Life in 2018, as predicted by people in 1918

Cladia Geib:

On a cool February day in 1917, storied inventor Alexander Graham Bell gave the graduating class of McKinley Manual Training School a rousing speech that would later sound a bit like prophecy.

“Now, it is very interesting and instructive to look back over the various changes that have occurred and trace the evolution of the present from the past,” Bell said, after recalling the incredible transformation wrought by electricity and automobiles alone. “By projecting these lines of advance into the future, you can forecast the future, to a certain extent, and recognize some of the fields of usefulness that are opening up for you.”

In 1876, Bell himself had patented the device known as the telephone, which used wires to transmit the sound of human speech. As this device spread, its capabilities allowed voices to cross enormous distances. In 1915, one such “wireless telephony” system had allowed a Virginia man to speak to another in Paris while a man in Honolulu listened in — a distance of 4,900 miles (about 7,886 kilometers), setting the record for the longest distance communication at that time.

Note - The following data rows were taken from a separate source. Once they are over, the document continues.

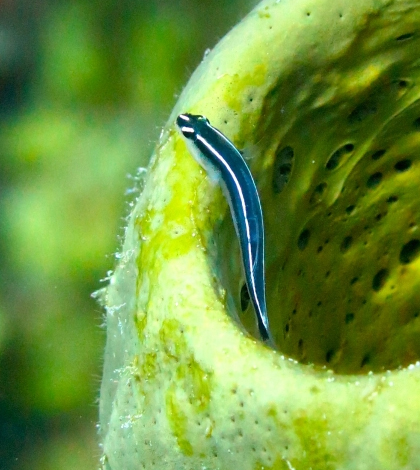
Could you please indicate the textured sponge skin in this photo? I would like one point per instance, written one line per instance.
(323, 99)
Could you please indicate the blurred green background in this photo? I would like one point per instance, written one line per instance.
(84, 88)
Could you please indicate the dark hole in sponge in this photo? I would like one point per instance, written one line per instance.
(335, 160)
(303, 239)
(410, 251)
(374, 180)
(350, 209)
(349, 318)
(379, 279)
(405, 36)
(282, 169)
(403, 165)
(329, 355)
(346, 243)
(392, 199)
(245, 299)
(365, 360)
(378, 154)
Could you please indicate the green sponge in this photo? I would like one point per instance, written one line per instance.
(323, 98)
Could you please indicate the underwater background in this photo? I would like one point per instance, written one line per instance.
(85, 87)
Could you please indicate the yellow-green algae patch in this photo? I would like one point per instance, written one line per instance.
(324, 101)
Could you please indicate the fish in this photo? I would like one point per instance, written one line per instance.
(224, 164)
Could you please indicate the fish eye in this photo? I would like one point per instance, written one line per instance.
(204, 119)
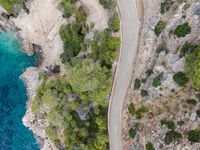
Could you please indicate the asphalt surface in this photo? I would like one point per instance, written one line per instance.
(129, 35)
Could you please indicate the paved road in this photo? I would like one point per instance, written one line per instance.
(130, 36)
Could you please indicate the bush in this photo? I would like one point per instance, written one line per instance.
(144, 93)
(165, 6)
(157, 80)
(194, 136)
(182, 30)
(132, 133)
(160, 26)
(131, 108)
(106, 3)
(114, 23)
(191, 101)
(149, 146)
(161, 48)
(140, 111)
(169, 123)
(137, 84)
(149, 72)
(193, 69)
(8, 4)
(180, 78)
(198, 113)
(56, 69)
(186, 48)
(171, 136)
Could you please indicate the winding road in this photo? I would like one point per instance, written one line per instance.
(130, 37)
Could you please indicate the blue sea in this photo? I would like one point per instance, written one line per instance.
(13, 134)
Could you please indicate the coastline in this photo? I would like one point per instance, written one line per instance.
(30, 76)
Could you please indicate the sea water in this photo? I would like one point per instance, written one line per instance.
(13, 134)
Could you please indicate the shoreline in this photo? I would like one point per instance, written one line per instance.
(30, 76)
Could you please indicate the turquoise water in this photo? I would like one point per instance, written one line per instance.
(13, 134)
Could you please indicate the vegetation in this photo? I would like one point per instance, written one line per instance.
(194, 136)
(56, 69)
(193, 69)
(144, 93)
(171, 136)
(8, 4)
(165, 6)
(180, 78)
(169, 123)
(198, 113)
(132, 133)
(186, 48)
(160, 26)
(161, 48)
(85, 88)
(137, 84)
(149, 146)
(106, 3)
(131, 108)
(191, 101)
(149, 72)
(157, 80)
(182, 30)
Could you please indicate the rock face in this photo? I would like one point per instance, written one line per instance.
(167, 100)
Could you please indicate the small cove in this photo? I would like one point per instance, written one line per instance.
(13, 134)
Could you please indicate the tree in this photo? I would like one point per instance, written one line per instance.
(149, 146)
(87, 76)
(193, 67)
(160, 26)
(180, 78)
(182, 30)
(194, 136)
(171, 136)
(132, 133)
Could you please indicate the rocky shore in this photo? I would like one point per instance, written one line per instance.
(35, 27)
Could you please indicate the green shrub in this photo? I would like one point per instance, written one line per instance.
(51, 132)
(137, 84)
(165, 6)
(132, 133)
(169, 123)
(56, 69)
(140, 112)
(198, 113)
(131, 108)
(180, 78)
(160, 26)
(186, 48)
(157, 80)
(106, 3)
(171, 136)
(144, 93)
(161, 48)
(191, 101)
(114, 23)
(182, 30)
(192, 66)
(149, 72)
(149, 146)
(194, 136)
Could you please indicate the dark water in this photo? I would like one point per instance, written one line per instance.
(13, 134)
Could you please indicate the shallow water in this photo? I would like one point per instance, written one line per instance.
(13, 134)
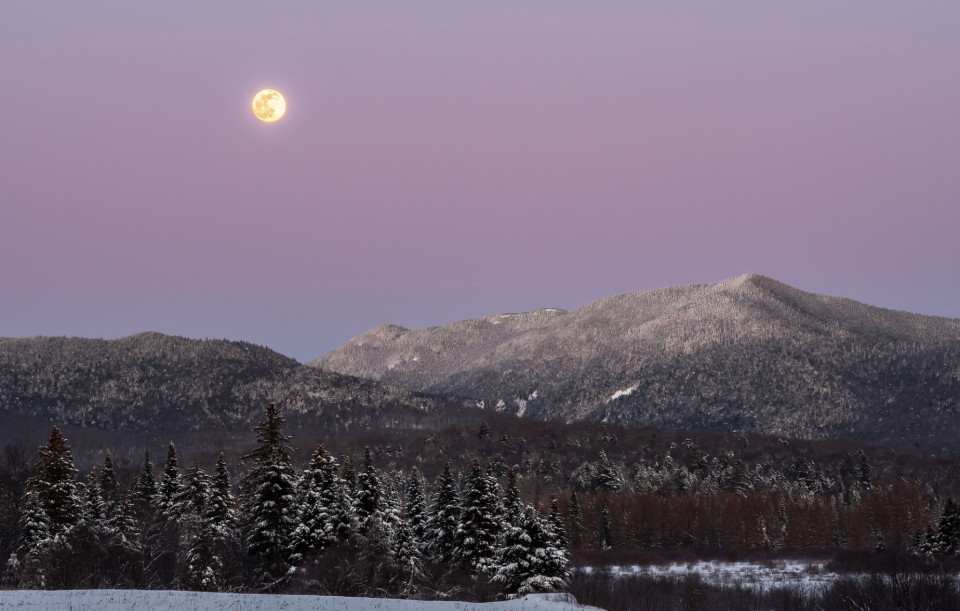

Bell marveled at this achievement and the change it had already created, predicting that “this achievement surely foreshadows the time when we may be able to talk with a man in any part of the world by telephone and without wires.” At the time of Bell’s speech, the U.S. had an estimated 11.7 million working telephones; by the year 2000, that number had risen to nearly 103 million.

Extrapolating forward, Bell predicted a future in which this technology allowed people to pretty much anything remotely: “We shall probably be able to perform at a distance by wireless almost any mechanical operation that can be done at hand,” he said. And he wasn’t wrong.